Foot fashion: a brief history of shoes and boots

October 9, 2015

Hunters were probably the first people to think of protecting their feet by wrapping them in animal skins — the earliest surviving examples date from the second millennium BC.

Foot fashion: a brief history of shoes and boots

Hunters were probably the first people to think of protecting their feet by wrapping them in animal skins — the earliest surviving examples date from the second millennium BC. A Spanish cave painting of 13,000 BC depicted both a man and woman wearing boots of fur and animal skin.

Essential and fashionable

  • Gradually, however, boots became essential footwear for men, while leisured women wore decorative but impractical shoes.
  • Only in the 1830s did ankle boots — considered suitably modest — become fashionable for women.
  • In the 1820s the hero of Waterloo, the first Duke of Wellington, gave his name to a tall, slim-cut leather boot.
  • It reigned supreme until the 1860s, when it lost out to the elastic-sided boot, invented in 1837 by Queen Victoria's bootmaker, J. Sparkes Hall, and reinvented in the 1950s as the Chelsea boot.

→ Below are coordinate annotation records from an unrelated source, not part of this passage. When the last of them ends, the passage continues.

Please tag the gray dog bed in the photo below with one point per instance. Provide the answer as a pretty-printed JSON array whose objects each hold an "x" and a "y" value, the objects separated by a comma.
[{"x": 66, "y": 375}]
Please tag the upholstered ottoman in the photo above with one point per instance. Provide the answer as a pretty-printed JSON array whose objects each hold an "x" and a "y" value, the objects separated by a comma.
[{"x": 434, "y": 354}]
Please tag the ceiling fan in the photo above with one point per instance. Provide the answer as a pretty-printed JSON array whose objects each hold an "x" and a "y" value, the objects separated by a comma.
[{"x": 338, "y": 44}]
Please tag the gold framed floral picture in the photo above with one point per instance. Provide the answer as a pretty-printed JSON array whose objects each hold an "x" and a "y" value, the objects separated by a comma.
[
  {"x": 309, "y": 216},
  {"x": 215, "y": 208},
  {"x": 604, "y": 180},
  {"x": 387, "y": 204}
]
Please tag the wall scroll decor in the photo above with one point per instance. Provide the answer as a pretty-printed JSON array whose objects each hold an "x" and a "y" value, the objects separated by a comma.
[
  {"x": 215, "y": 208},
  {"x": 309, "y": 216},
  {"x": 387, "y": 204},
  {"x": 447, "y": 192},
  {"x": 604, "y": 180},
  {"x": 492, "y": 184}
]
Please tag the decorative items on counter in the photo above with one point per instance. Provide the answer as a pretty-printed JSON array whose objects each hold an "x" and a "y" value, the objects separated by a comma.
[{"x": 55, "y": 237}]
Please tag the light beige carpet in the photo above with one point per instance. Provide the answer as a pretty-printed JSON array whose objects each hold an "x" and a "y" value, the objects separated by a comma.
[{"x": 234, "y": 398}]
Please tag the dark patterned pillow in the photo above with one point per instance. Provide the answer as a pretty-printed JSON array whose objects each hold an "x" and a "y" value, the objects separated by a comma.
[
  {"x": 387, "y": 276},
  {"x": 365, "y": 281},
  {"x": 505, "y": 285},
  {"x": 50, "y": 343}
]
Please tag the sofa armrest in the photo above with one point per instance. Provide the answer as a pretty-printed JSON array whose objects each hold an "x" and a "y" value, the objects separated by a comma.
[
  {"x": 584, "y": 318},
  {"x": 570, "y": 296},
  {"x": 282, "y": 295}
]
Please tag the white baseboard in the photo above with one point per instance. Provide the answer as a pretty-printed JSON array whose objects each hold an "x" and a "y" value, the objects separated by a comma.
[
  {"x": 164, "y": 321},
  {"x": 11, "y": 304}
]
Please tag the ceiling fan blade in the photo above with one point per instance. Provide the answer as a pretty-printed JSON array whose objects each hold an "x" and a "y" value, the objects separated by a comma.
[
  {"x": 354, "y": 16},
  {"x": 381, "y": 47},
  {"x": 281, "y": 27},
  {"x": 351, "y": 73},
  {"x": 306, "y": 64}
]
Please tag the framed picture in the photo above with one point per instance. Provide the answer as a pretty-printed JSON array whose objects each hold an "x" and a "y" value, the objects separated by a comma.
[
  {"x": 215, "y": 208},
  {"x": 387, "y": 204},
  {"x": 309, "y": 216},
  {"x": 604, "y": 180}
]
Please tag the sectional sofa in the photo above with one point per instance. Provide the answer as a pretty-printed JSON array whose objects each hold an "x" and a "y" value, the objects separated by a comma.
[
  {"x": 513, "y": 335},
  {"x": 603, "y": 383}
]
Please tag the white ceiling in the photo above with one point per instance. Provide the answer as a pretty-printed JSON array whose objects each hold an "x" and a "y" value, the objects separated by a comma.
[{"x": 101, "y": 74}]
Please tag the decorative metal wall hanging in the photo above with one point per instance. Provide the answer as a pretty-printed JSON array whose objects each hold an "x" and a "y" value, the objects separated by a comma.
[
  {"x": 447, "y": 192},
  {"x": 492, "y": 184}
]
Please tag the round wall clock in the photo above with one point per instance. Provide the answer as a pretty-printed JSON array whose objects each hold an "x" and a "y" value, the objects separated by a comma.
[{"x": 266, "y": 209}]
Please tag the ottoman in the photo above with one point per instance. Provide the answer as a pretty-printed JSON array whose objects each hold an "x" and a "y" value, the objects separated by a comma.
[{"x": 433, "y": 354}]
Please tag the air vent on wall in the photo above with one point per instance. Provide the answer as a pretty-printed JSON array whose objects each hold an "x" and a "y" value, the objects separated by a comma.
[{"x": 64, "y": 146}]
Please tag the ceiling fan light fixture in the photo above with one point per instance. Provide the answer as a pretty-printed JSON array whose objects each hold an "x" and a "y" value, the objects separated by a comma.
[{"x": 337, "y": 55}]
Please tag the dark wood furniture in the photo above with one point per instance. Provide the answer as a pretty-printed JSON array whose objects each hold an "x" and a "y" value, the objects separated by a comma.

Natural surrounding were the obvious choices of material 

  • During the pre-Roman era, northern Europeans made shoes from a single piece of animal skin. They pierced the edges with holes, then threaded through a leather thong.
  • This was pulled tight and tied on top of the foot.
  • The Native American buckskin version, the maxkeseni, came to England in the 17th century as the moccasin and was briefly in vogue until it fell victim to an import tax.
  • The brogue, too, started out as a rough shoe of undressed leather tied on with thongs in 16th-century Ireland and Scotland.
  • Holes allowed bog water to drain out while the wearer was walking.

Refined with time

  • The shoe proved so practical that British gamekeepers and their masters adopted it, and by the late 1800s the shoe was heavier and square-toed.
  • It became more refined until, in the 1930s, the Prince of Wales shocked conservative society by wearing suede brogues with a lounge suit.

High fashion

  • In the late 11th century shoemakers began to stitch together the sole and upper: previously shoes had been made in one piece.
  • Silk and velvet began to be used, while buttons and buckles became alternatives to laces when fastening footwear.
  • From the early Middle Ages, wooden clogs or pattens protected feet from Europe's filthy streets.
  • In the 1500s the Venetian chopine had a wedged sole that raised its wearer as much as 50 centimetres (20 inches).

Heels for everyone

  • Later in the 16th century a more practical solution was made by building up layers of leather to form a wedge at the end of the sole, but by 1600, shoes had recognizable heels.
  • As a result it became more economical to make "straights," which were worn on either foot, and left and right shoes disappeared until the late 18th century. Both men and women wore heels.
  • The French king Louis XIV added an extra 12.5 centimetres (five inches) to his small stature, while ladies at the court of Louis XVI could not tackle stairs unaided.
  • Heels did not reach such extremes again until the stiletto appeared in Italy in 1953.